Friday 24 November 2017

Tullow to produce 92,000 barrels a day

Tullow Oil Chief Executive Aidan Heavey. Photo: Tom Burke
Tullow Oil Chief Executive Aidan Heavey. Photo: Tom Burke

OIL BONDS FOOD BANKS

TULLOW Oil said it would produce about 92,000 barrels of oil or equivalent a day this year after starting output at the Jubilee field in Ghana in November. The new forecast "is a little bit lower" than the previous guidance of 95,000 barrels a day, partly because the ramp-up of output from Jubilee is likely to take up to six months, Tullow said.

ESB debt rated by three main agencies

DEBT issued by the ESB will be rated by the three main ratings agencies for the first time, as the semi-state looks to increase its chances of raising €6.5bn in the bond market over the next five years. State-owned ESB said it had obtained ratings from Fitch, Moody's and Standard & Poor's. The ESB has been given a similar BBB+/Baa1/ BBB+ from all three rating agencies.

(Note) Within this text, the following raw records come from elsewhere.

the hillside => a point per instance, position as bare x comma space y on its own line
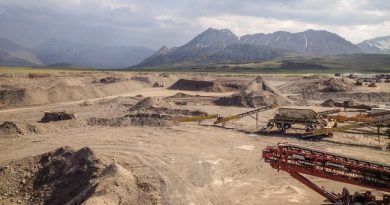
380, 45
12, 54
310, 42
223, 46
90, 55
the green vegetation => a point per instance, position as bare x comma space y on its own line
27, 70
365, 63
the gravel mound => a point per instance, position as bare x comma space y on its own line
12, 96
148, 103
9, 128
256, 94
68, 176
315, 84
107, 80
204, 85
57, 177
328, 103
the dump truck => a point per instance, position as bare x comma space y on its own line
286, 117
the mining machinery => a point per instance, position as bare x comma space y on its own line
297, 160
286, 117
196, 118
223, 120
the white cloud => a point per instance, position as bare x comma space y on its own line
173, 22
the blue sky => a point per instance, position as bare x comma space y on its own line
154, 23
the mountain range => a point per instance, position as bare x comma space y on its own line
379, 45
69, 53
223, 46
212, 46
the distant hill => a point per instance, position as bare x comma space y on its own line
379, 45
310, 42
12, 54
211, 46
223, 46
90, 55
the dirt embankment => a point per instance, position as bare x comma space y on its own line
324, 87
205, 85
256, 94
16, 91
150, 111
11, 129
67, 176
317, 84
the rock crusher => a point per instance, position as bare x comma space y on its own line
297, 160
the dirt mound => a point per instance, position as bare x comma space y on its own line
142, 79
203, 85
57, 177
315, 84
38, 75
153, 117
149, 102
57, 116
181, 95
9, 128
107, 80
12, 95
328, 103
256, 94
67, 176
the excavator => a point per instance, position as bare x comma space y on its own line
299, 161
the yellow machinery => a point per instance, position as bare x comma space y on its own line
196, 118
329, 131
286, 117
223, 120
362, 117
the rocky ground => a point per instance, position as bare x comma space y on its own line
124, 147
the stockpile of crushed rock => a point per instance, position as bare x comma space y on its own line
68, 176
10, 128
150, 111
256, 94
314, 84
205, 85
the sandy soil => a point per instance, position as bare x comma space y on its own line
197, 163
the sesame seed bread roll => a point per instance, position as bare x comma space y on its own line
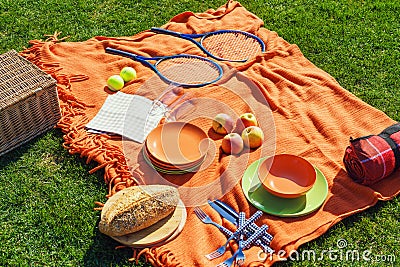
137, 207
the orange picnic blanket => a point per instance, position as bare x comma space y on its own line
303, 110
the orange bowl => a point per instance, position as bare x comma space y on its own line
177, 143
287, 176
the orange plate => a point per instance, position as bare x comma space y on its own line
287, 176
162, 164
171, 167
177, 143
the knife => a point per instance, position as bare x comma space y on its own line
232, 216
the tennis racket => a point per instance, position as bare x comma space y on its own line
228, 45
180, 70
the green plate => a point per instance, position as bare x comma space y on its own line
283, 207
183, 171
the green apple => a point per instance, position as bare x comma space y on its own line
253, 136
222, 123
248, 119
232, 143
115, 83
128, 74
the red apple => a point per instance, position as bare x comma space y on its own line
223, 123
253, 136
248, 119
232, 143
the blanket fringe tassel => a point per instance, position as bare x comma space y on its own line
76, 139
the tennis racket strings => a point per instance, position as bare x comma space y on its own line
227, 45
188, 70
232, 46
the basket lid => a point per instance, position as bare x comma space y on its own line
20, 79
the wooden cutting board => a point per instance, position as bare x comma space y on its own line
157, 232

Aryzta implements major restructuring

THE announcement that nearly 70pc of staff will be laid off at the Aryzta-owned Gallagher's bakery in Co Donegal this week could be the first of several such moves from Aryzta as it implements a major restructuring of its global operations on to fewer larger sites, according to NCB's Paul Meade. "We estimate that Aryzta could generate up to €40m in tangible cash synergies."

Shares at financial group IFG fall 2.4pc

EARNINGS

SHARES in financial group IFG fell 2.4pc after the firm said performance for 2010 was "satisfactory" in a pre-close trading statement yesterday. Full-year 2010 guidance for earnings per share of between 18c and 20c was reiterated. As a result of a UK Financial Services Compensation Scheme in relation to investment failures, IFG is to incur a levy of £1.1m (€1.3m), about 1c of earnings per share.

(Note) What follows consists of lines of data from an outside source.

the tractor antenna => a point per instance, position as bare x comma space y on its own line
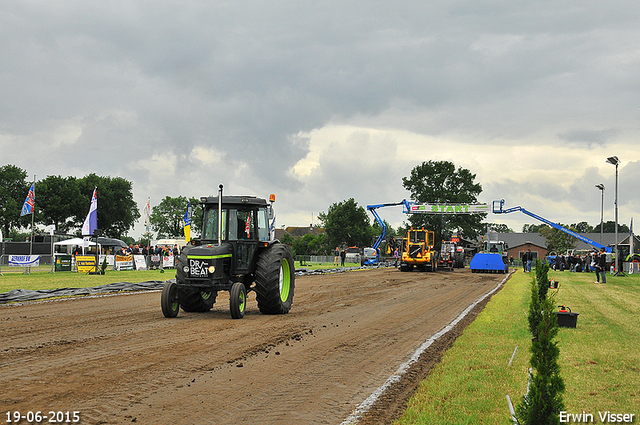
220, 215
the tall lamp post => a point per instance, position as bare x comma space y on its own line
615, 161
601, 187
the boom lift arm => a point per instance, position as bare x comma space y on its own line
373, 209
497, 209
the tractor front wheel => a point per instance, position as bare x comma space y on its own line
275, 279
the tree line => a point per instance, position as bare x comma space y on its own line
64, 203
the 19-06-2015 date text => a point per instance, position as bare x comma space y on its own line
38, 417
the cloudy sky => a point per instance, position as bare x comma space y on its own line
319, 102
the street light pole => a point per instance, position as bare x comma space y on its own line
601, 187
615, 161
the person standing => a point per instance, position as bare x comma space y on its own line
602, 261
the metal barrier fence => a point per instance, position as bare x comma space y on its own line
46, 264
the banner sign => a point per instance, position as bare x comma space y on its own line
140, 262
124, 262
154, 262
24, 260
167, 261
86, 263
449, 208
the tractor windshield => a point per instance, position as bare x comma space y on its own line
210, 220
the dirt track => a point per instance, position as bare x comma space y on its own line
116, 359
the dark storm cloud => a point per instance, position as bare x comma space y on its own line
125, 87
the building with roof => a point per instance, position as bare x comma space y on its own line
519, 243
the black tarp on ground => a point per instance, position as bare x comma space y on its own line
20, 295
29, 295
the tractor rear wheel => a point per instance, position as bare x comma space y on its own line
238, 300
169, 300
275, 279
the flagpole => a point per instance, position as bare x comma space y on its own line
33, 213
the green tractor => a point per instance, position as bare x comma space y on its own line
237, 254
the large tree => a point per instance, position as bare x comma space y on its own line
13, 191
117, 211
57, 199
436, 182
167, 218
557, 240
346, 223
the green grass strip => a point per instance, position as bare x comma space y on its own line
41, 278
600, 359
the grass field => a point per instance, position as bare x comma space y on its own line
600, 359
41, 278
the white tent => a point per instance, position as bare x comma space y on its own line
72, 242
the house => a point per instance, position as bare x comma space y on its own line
519, 243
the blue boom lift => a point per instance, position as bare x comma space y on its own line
372, 255
498, 209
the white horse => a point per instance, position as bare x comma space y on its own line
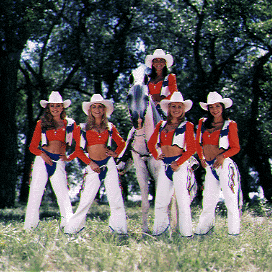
141, 106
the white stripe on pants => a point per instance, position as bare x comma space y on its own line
211, 196
117, 219
165, 190
59, 184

S&P: clear risk of AIB debt restructuring

THERE is a "clear and present risk" that the 48pc of investors who rejected AIB's recent debt buy back could face "further restructuring-like action" on their holdings, ratings agency Standard & Poors said yesterday. S&P improved credit ratings on outstanding affected bonds from D to CCC, as the offer was no longer on the table.